Minutes later, the woods cleared, making a natural path toward what looked like some old ruins. Corvina made her way toward it. A lone, broken wall of stones crumbled to the soil, roots winding themselves around it, binding it to the bosom of the earth.

Corvina walked slowly to the remnants of the once-tall wall, taking in the open area. It was squared off by two otherstone walls on either side, one with a tall arching window still intact. The fourth wall was completely missing. What looked like a broken gargoyle tipped over the far left, a dried, crusted fountain with something resembling lion heads screaming up at the sky beside it.

A tree stood right beside the gargoyle, a tree unlike any she’d ever seen before. In the middle of a thicket, it was the only tree without leaves, its branches naked and weathered and browned, webbing out into the sky in a scary, twisted shape. But that wasn’t what made Corvina pause. It was the eye carved into the trunk of the tree, one single eye so realistic it looked like the tree was watching her, the eye moving as she moved. It gave her the creeps.

Turning around, she came to a stop at the rows of crude, unmarked stones on her far right.

Graves.

A shudder finally stole over her.

The cawing of a crow broke her out of her trance. She watched a crow — not the one who’d been with her by the lake, this one was larger — perch himself on one of the stones.

Shaking herself, she smiled at the crow. ‘Hello,’ she spoke softly, crumbling one of the biscuits in her hand and trailing it on the wall. ‘Aren’t you fearsome? I met your friend the other day by the lake. Surprisingly, I don’t see you guys on campus at all. Why don’t you come to the university area? Is it because of other people? Or do you have a nest in the woodsand like to stay close?’

As she spoke to the bird in soft, soothing tones, she watched him tilt his head at her before flying to the wall and pecking at the crumbs she’d left. He looked up, cawed again, and began to eat. Another crow flew in, hopping on the wall beside the first, and gobbled up the biscuit.

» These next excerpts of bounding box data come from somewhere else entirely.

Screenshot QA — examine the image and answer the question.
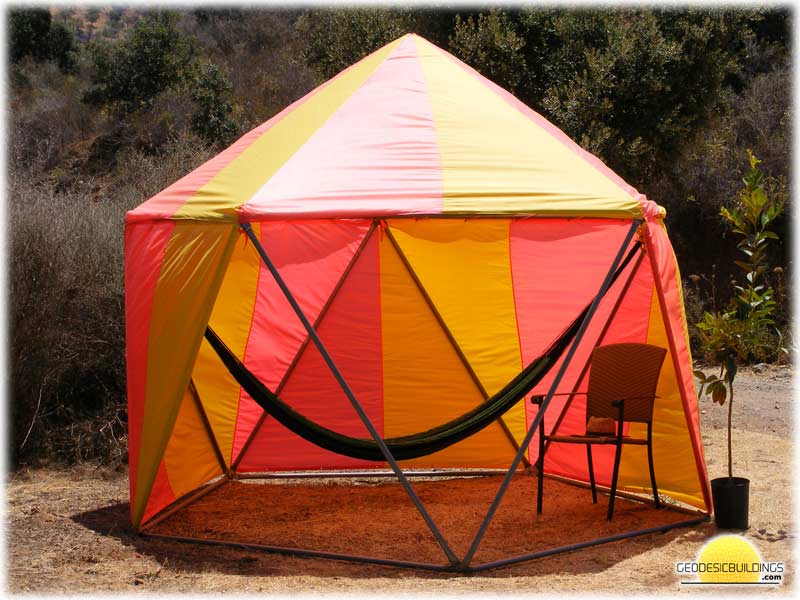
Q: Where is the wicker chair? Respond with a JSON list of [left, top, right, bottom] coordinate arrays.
[[531, 344, 667, 521]]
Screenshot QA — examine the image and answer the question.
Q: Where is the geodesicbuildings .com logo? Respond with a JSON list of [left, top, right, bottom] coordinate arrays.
[[675, 535, 784, 585]]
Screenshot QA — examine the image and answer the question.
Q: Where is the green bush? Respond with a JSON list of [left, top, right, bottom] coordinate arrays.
[[84, 11, 194, 115], [8, 136, 212, 464]]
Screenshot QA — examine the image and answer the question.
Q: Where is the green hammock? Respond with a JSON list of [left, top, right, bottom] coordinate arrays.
[[205, 244, 639, 461]]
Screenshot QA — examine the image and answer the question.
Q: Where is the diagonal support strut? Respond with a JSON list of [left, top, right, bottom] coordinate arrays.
[[242, 223, 460, 565], [544, 246, 644, 452], [385, 225, 531, 467], [231, 221, 377, 472], [459, 219, 641, 570]]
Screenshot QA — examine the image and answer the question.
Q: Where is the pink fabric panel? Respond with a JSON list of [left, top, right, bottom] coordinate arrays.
[[232, 220, 370, 459], [432, 42, 648, 211], [240, 37, 442, 220], [125, 56, 366, 223], [125, 222, 175, 510], [647, 222, 711, 510], [239, 235, 383, 471], [140, 459, 176, 523], [511, 219, 650, 478]]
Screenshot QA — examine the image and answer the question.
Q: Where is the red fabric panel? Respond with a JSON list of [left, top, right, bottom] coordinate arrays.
[[239, 235, 383, 471], [142, 460, 177, 523], [545, 248, 653, 485], [646, 222, 711, 511], [232, 220, 370, 458], [511, 219, 650, 478], [125, 75, 344, 223], [240, 36, 442, 220], [125, 222, 174, 510]]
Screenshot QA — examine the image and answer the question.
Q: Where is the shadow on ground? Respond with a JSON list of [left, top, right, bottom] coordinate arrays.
[[72, 476, 715, 579]]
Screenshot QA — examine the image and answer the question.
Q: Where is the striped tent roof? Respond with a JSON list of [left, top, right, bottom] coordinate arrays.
[[127, 34, 664, 222]]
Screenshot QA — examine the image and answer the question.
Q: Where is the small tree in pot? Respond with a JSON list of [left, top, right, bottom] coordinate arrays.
[[695, 150, 783, 529]]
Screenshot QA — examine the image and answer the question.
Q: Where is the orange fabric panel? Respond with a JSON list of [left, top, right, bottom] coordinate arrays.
[[380, 227, 514, 468], [125, 222, 174, 514], [646, 222, 711, 511], [228, 220, 370, 468], [238, 228, 383, 471], [133, 221, 236, 525], [388, 218, 525, 442], [545, 251, 653, 488], [142, 460, 177, 523], [511, 219, 647, 475], [164, 387, 222, 498], [192, 225, 261, 466]]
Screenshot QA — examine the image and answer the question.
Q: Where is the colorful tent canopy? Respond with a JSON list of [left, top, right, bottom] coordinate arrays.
[[125, 35, 710, 527]]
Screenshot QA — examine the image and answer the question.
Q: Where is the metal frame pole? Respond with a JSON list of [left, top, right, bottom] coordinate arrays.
[[385, 224, 531, 467], [231, 221, 377, 471], [142, 532, 454, 573], [189, 378, 231, 477], [469, 515, 709, 573], [241, 223, 460, 565], [139, 475, 230, 533], [140, 508, 710, 573], [459, 219, 641, 570]]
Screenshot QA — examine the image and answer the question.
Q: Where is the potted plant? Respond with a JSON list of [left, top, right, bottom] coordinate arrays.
[[694, 150, 785, 529]]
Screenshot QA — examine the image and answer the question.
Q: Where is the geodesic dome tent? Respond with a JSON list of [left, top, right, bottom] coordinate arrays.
[[125, 34, 710, 568]]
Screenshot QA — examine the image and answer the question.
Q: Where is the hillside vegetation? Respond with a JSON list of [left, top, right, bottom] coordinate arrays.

Corvina crumbled another in her hand and put it on the wall as another crow, the one she recognised from the lake with his slightly bent beak, flapped his wings at her and ate.

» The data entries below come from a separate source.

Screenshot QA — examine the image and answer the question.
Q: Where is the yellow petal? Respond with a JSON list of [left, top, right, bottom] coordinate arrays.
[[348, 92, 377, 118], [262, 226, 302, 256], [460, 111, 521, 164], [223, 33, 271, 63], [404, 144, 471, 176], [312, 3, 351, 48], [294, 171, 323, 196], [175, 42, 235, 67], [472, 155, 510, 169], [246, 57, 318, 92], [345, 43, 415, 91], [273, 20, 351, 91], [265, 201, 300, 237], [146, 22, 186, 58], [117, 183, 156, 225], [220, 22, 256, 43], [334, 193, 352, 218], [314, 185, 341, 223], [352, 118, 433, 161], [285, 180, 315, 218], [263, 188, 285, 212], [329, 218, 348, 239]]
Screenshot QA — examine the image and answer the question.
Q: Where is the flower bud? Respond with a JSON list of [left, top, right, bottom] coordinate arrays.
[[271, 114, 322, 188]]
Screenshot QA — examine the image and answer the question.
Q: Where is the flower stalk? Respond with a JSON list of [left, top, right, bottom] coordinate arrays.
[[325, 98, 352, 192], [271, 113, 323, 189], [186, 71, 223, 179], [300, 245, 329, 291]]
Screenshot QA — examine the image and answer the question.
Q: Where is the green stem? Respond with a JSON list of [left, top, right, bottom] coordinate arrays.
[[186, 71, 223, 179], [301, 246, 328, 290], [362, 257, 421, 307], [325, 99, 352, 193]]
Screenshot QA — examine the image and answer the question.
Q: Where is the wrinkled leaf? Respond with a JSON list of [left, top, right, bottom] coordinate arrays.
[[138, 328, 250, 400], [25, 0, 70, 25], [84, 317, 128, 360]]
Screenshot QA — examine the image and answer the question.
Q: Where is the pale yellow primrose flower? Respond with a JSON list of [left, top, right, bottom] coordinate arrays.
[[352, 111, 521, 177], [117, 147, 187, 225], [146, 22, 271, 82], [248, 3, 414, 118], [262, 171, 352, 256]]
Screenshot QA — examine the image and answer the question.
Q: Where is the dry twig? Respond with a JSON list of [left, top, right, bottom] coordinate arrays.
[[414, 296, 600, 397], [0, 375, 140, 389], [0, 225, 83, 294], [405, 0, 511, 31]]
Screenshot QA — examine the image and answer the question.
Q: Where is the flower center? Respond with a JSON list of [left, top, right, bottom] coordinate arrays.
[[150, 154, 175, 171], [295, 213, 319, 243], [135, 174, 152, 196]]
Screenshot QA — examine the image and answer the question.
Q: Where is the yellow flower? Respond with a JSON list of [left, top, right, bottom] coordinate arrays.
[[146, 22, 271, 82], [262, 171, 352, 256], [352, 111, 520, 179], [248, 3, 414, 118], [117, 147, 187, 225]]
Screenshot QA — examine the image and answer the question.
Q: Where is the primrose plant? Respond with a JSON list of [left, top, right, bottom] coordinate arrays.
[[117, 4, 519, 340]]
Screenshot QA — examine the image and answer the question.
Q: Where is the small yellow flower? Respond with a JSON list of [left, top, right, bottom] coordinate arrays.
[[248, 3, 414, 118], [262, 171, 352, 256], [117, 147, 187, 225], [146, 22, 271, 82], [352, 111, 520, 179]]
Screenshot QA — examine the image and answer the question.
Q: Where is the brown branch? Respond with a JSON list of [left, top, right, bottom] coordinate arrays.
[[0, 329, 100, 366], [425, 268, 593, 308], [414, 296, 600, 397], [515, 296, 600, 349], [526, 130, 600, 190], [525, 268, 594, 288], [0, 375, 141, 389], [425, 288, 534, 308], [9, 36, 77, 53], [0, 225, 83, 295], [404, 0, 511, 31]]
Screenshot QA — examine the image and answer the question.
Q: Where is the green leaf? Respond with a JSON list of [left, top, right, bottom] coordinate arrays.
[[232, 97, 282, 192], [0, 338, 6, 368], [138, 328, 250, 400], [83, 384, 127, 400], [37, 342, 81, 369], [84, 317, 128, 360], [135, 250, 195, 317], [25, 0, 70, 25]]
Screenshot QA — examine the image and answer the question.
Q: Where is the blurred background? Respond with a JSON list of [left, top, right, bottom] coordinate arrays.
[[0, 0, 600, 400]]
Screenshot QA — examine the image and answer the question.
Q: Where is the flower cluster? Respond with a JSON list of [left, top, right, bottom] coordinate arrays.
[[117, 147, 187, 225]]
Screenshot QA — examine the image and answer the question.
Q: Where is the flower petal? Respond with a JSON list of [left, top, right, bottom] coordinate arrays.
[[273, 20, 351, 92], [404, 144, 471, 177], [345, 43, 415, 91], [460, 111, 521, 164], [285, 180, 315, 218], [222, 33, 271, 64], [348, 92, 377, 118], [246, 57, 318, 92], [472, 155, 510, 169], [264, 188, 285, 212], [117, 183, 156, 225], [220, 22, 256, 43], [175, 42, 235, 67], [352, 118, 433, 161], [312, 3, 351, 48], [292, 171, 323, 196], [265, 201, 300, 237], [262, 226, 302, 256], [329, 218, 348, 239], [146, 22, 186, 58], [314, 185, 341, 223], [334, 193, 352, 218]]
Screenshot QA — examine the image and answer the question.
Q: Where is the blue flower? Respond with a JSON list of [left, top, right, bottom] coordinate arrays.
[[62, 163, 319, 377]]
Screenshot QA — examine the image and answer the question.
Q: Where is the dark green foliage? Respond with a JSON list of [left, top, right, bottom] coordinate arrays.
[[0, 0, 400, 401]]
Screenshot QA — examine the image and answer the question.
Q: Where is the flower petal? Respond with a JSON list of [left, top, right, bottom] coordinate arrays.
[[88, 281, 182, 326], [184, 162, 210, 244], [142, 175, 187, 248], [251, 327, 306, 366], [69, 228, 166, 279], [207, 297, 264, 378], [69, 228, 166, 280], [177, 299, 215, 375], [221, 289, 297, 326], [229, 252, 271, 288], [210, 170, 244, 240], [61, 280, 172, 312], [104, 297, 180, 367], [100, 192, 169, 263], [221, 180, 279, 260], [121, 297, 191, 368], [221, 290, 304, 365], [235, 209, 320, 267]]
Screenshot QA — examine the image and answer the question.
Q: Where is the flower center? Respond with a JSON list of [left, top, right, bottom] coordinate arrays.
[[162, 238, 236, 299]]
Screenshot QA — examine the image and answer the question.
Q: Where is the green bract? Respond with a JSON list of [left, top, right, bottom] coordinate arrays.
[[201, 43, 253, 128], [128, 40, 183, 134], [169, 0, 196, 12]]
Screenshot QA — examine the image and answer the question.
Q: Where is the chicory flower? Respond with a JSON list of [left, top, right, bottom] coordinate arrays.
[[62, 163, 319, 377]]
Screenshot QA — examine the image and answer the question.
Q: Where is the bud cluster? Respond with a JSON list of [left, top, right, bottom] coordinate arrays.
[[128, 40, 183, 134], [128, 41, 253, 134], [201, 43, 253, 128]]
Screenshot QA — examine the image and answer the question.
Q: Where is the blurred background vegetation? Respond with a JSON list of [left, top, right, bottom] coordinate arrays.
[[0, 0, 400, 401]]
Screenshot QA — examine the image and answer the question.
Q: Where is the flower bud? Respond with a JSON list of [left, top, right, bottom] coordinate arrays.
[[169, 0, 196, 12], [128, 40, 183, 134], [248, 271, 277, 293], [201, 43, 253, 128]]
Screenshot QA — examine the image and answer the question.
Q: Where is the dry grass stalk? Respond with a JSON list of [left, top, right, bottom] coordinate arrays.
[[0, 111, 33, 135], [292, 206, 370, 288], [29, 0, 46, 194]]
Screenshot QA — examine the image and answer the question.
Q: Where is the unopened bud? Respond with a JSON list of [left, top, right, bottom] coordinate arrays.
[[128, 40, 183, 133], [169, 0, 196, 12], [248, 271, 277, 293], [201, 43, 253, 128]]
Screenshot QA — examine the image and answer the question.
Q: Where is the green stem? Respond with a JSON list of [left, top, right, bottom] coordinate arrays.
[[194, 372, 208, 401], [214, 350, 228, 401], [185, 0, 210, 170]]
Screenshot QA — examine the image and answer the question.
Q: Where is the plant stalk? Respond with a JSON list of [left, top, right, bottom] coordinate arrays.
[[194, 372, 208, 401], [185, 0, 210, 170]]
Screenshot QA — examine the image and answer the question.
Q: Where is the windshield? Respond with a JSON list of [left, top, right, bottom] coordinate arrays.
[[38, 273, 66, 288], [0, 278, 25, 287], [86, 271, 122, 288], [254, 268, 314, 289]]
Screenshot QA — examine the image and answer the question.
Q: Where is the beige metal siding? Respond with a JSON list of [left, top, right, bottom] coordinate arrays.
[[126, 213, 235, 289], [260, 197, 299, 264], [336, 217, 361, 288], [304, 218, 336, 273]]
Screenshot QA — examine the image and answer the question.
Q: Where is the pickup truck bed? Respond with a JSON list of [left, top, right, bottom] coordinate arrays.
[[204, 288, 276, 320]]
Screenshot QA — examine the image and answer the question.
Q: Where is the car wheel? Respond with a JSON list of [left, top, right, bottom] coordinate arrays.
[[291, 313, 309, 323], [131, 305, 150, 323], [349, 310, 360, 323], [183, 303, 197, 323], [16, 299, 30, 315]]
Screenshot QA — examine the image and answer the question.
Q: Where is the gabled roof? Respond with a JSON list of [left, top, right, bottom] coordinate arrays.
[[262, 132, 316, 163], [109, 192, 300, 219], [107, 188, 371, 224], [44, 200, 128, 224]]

‘What place was this?’ she mused out loud, crushing the last of the biscuits in her hands and giving it to the birds, one of whom took a large piece between his beak and flew away, probably to eat in peace.

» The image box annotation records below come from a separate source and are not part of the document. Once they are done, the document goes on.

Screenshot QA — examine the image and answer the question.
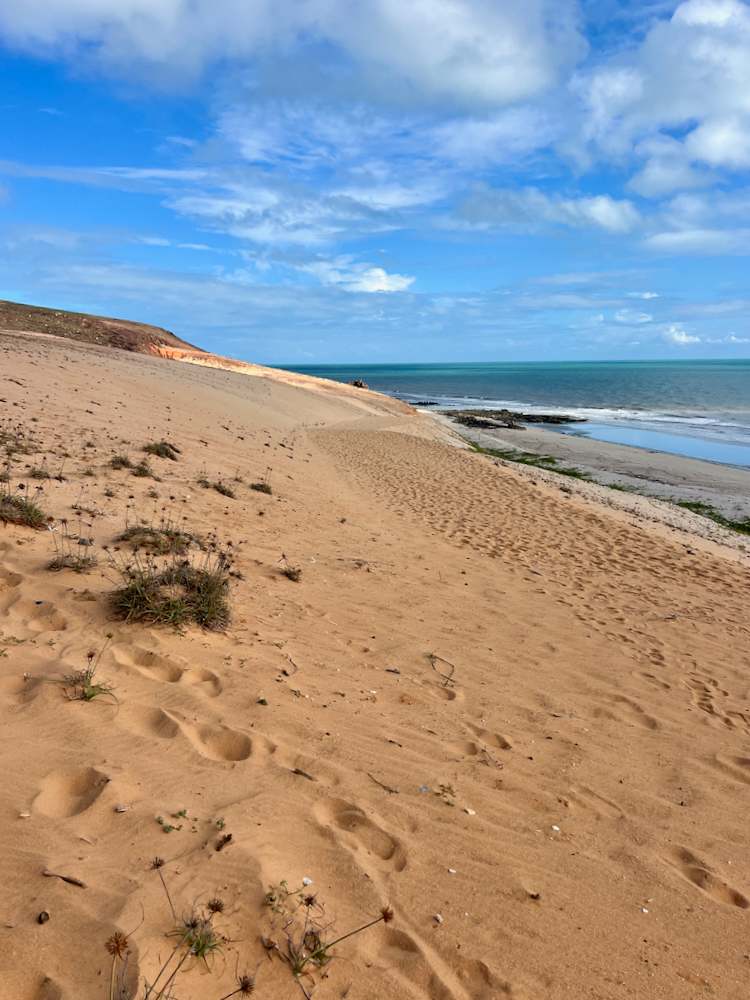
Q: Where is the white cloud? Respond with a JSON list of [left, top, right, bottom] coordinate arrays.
[[615, 309, 654, 326], [685, 116, 750, 170], [705, 333, 750, 344], [664, 323, 701, 347], [571, 0, 750, 189], [0, 0, 584, 105], [297, 257, 414, 292], [454, 188, 640, 233], [644, 229, 750, 256]]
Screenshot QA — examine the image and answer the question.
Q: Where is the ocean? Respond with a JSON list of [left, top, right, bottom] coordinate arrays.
[[293, 359, 750, 467]]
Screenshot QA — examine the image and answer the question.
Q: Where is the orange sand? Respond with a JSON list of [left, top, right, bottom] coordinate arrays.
[[0, 335, 750, 1000]]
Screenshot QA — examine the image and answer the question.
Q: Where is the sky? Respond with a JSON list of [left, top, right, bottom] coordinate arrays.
[[0, 0, 750, 365]]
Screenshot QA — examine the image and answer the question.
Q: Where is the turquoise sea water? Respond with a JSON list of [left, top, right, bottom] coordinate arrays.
[[286, 359, 750, 467]]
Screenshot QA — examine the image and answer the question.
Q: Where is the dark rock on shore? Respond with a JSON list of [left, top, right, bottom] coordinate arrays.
[[448, 409, 586, 431]]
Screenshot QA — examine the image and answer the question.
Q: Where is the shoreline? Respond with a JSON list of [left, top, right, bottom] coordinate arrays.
[[0, 336, 750, 1000], [425, 410, 750, 553]]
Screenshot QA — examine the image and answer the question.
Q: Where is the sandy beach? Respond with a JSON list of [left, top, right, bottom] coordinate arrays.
[[0, 333, 750, 1000], [431, 411, 750, 520]]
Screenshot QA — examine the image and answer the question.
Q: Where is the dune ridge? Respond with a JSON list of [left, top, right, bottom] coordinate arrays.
[[0, 334, 750, 1000]]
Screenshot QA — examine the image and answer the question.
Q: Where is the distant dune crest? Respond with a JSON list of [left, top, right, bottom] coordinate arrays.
[[0, 300, 203, 354]]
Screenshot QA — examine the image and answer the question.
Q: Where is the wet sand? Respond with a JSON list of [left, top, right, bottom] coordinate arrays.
[[432, 412, 750, 520]]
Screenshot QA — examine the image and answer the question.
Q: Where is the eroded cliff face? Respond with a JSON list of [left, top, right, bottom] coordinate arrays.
[[0, 300, 200, 354], [148, 343, 417, 415]]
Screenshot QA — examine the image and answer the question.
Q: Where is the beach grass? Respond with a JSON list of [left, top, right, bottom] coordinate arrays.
[[468, 441, 594, 482], [673, 500, 750, 535]]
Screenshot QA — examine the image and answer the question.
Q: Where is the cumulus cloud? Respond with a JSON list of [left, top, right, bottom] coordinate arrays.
[[297, 257, 414, 292], [0, 0, 585, 105], [573, 0, 750, 191], [664, 323, 701, 347], [615, 309, 654, 326]]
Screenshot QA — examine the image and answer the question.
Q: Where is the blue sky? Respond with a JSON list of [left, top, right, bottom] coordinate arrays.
[[0, 0, 750, 364]]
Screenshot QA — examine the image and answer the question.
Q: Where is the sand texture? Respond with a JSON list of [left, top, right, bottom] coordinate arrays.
[[432, 411, 750, 520], [0, 334, 750, 1000]]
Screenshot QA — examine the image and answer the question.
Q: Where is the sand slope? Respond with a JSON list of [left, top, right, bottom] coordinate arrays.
[[0, 336, 750, 1000]]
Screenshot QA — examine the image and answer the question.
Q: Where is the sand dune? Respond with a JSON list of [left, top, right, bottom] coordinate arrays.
[[0, 335, 750, 1000]]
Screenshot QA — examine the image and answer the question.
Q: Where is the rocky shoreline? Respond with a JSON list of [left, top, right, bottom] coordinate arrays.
[[445, 408, 586, 431]]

Brushing her hands off, she turned back to take in the ruins. They were older than old. They looked ancient. Her eyes swept over the area, going to the graves on the right, and a pile of junk she could see beside it. Intrigued, she crossed over to it, the sky grey overhead, the soil soft beneath her feet, tendrils of overgrown grass brushing against her ankles along with a low layer of mist. The grass got longer the closer she got to the graves.

Corvina looked around at the stones, counting as the wind caressed her hair.

One, two, three, four… fifteen.

Fifteen unmarked graves.

Did the school know about them? Had they been the ones to put them there? And if so, then why were they unmarked? Unless they were the students from the legend. Could they be? Fifteen of them?

Mulling over the questions assaulting her mind, she crossed the small graveyard to the other side, her eyes on the pile of what looked like broken furniture and debris in one pile, intensely damaged by the elements.